Crossing Point
The American Revolution has begun, and is threatening to spill out of Boston in April 1775 when Guy Watson, slave to Rhode Island’s Hazzard family, is hired out by his master as a carpenter. Hiring out Guy’s services has often happened before, but this time is different. Guy is not on his way to a Newport family, but to Charlestown, Massachusetts. There, he helps create fortifications across the river from Boston at Breed’s and Bunker Hill.
Something else strikes Guy as ominous. Master Hazzard is a British sympathizer, and tells Guy to keep his ears open, especially about American troops, and tell what he learns to a messenger that he will send. Hazzard makes clear that Guy’s future depends on his reports, along with the future of the woman Guy loves.

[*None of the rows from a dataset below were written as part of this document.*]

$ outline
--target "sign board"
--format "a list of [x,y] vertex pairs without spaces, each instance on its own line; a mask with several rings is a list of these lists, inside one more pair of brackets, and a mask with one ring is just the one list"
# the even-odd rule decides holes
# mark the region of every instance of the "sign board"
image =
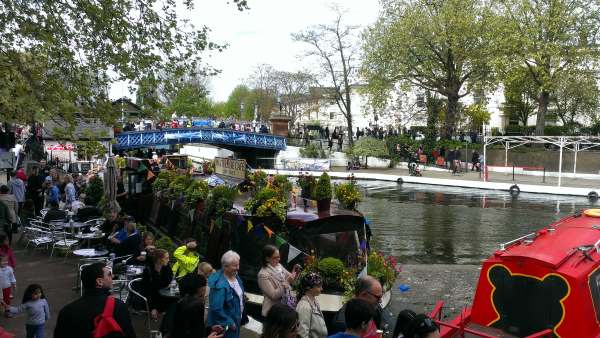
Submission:
[[286,170],[326,171],[331,168],[331,162],[325,159],[296,158],[281,161]]
[[51,151],[57,151],[57,150],[75,150],[75,147],[68,143],[66,145],[62,145],[62,144],[55,144],[55,145],[51,145],[46,147],[46,150],[51,150]]
[[215,157],[215,173],[243,180],[246,178],[246,160]]
[[15,167],[15,154],[7,151],[0,153],[0,169],[13,169]]

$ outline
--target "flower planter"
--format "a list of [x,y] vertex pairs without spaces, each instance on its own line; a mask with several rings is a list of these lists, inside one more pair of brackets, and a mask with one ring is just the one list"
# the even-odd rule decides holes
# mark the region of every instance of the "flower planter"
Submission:
[[317,210],[319,212],[328,212],[331,209],[331,198],[317,201]]

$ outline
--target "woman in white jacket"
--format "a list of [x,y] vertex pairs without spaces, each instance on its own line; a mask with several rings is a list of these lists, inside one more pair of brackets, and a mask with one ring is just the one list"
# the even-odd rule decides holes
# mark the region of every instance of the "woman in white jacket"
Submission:
[[321,294],[322,279],[319,274],[311,272],[300,280],[298,298],[300,301],[296,306],[298,312],[298,335],[301,338],[325,338],[327,337],[327,325],[319,307],[317,296]]
[[264,295],[262,315],[267,316],[273,304],[284,303],[294,309],[296,299],[291,293],[290,284],[294,282],[300,271],[296,264],[292,272],[287,271],[280,263],[279,250],[273,245],[265,245],[262,251],[262,268],[258,272],[258,287]]

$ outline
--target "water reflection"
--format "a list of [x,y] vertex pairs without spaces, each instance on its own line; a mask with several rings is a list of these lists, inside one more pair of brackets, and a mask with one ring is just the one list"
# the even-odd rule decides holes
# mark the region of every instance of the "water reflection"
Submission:
[[587,198],[359,181],[373,243],[405,263],[479,264],[498,245],[596,203]]

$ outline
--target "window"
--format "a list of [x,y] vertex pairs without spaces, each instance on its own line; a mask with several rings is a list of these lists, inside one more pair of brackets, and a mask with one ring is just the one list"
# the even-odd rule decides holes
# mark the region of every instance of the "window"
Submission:
[[329,112],[329,119],[330,119],[330,120],[333,120],[334,118],[335,118],[335,113],[334,113],[334,112],[332,112],[332,111],[330,111],[330,112]]
[[596,320],[600,321],[600,269],[596,269],[590,275],[589,286],[594,308],[596,309]]
[[425,107],[425,95],[417,94],[417,107],[419,107],[419,108]]

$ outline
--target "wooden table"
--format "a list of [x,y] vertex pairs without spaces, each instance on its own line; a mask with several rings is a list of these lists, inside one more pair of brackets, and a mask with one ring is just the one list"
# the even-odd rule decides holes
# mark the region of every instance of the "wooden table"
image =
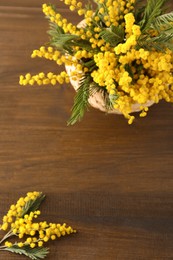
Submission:
[[72,88],[18,84],[20,74],[59,70],[30,58],[48,41],[42,3],[0,0],[1,219],[20,196],[38,190],[47,195],[42,218],[78,230],[49,243],[47,259],[173,259],[173,106],[161,102],[131,126],[90,109],[67,127]]

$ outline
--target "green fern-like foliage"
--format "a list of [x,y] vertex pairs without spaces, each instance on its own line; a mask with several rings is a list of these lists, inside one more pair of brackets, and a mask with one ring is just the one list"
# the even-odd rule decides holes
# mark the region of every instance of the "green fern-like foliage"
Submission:
[[161,33],[158,36],[155,37],[149,37],[148,35],[140,37],[138,40],[138,46],[139,48],[144,48],[148,51],[151,51],[153,49],[163,52],[165,48],[168,48],[170,50],[173,50],[173,33],[166,34]]
[[77,121],[80,121],[83,118],[85,111],[88,109],[91,82],[90,75],[84,75],[81,79],[80,87],[78,88],[77,94],[74,98],[74,105],[72,107],[71,117],[68,120],[68,125],[74,125]]
[[56,47],[62,53],[73,54],[72,45],[79,37],[77,35],[64,33],[63,29],[57,24],[50,23],[50,30],[48,31],[51,41],[50,44]]
[[32,260],[44,259],[49,253],[48,248],[45,247],[31,248],[30,246],[19,247],[18,245],[13,245],[12,247],[6,247],[4,250],[19,255],[25,255],[31,258]]
[[140,21],[142,31],[150,28],[153,20],[162,14],[162,7],[166,0],[148,0],[144,9],[143,18]]
[[72,107],[71,117],[68,120],[68,125],[74,125],[77,121],[80,121],[83,118],[86,110],[89,108],[89,97],[97,92],[101,93],[105,101],[105,109],[109,111],[113,108],[113,103],[115,103],[118,95],[114,94],[108,96],[105,88],[102,88],[98,84],[94,83],[89,74],[84,75],[80,81],[80,86],[74,98],[74,105]]
[[[163,14],[166,0],[148,0],[145,8],[136,13],[142,34],[138,39],[139,48],[164,52],[173,50],[173,12]],[[155,35],[152,35],[152,32]]]
[[[85,28],[87,31],[87,28]],[[64,33],[63,29],[57,24],[50,23],[50,30],[48,31],[51,41],[50,44],[54,46],[61,53],[68,53],[73,55],[74,46],[78,46],[86,51],[90,51],[91,44],[87,40],[83,40],[77,35]]]
[[158,16],[151,24],[158,32],[173,33],[173,12]]
[[26,214],[29,214],[30,212],[34,212],[37,209],[39,209],[40,204],[45,199],[45,195],[40,193],[38,197],[36,197],[35,200],[29,200],[26,202],[22,209],[21,217],[24,217]]
[[103,29],[100,32],[100,36],[105,42],[109,43],[112,47],[115,47],[124,40],[124,29],[121,25],[112,25],[110,28]]

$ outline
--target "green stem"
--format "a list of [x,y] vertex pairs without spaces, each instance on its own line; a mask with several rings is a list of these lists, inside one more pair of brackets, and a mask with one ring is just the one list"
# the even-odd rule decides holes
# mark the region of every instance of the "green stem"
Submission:
[[10,229],[8,231],[8,233],[1,239],[0,244],[2,244],[2,242],[4,242],[7,238],[9,238],[11,236],[14,236],[14,233],[13,233],[12,229]]
[[5,250],[6,246],[0,246],[0,250]]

Thus begins Crossing Point, James Glickman’s elegant historical novel centered on lesser-known events of the early Revolution, back when the name Benedict Arnold meant “hero,” not “traitor.” Guy becomes a shocked eyewitness to the brutal slaughter of British soldiers at Breed’s Hill, and participates in the grueling overland trek from Maine’s coast to Quebec City. Once more he sees disaster during the futile siege of that armored citadel by exhausted, starving American troops.
Glickman does a terrific job of fleshing out historical events with thoroughly believable characters from all strata of society from slave to General Washington. He follows the historical record closely, and paints events in glowing detail that seizes the imagination of even the most jaded reader. I couldn’t recommend Crossing Point more highly.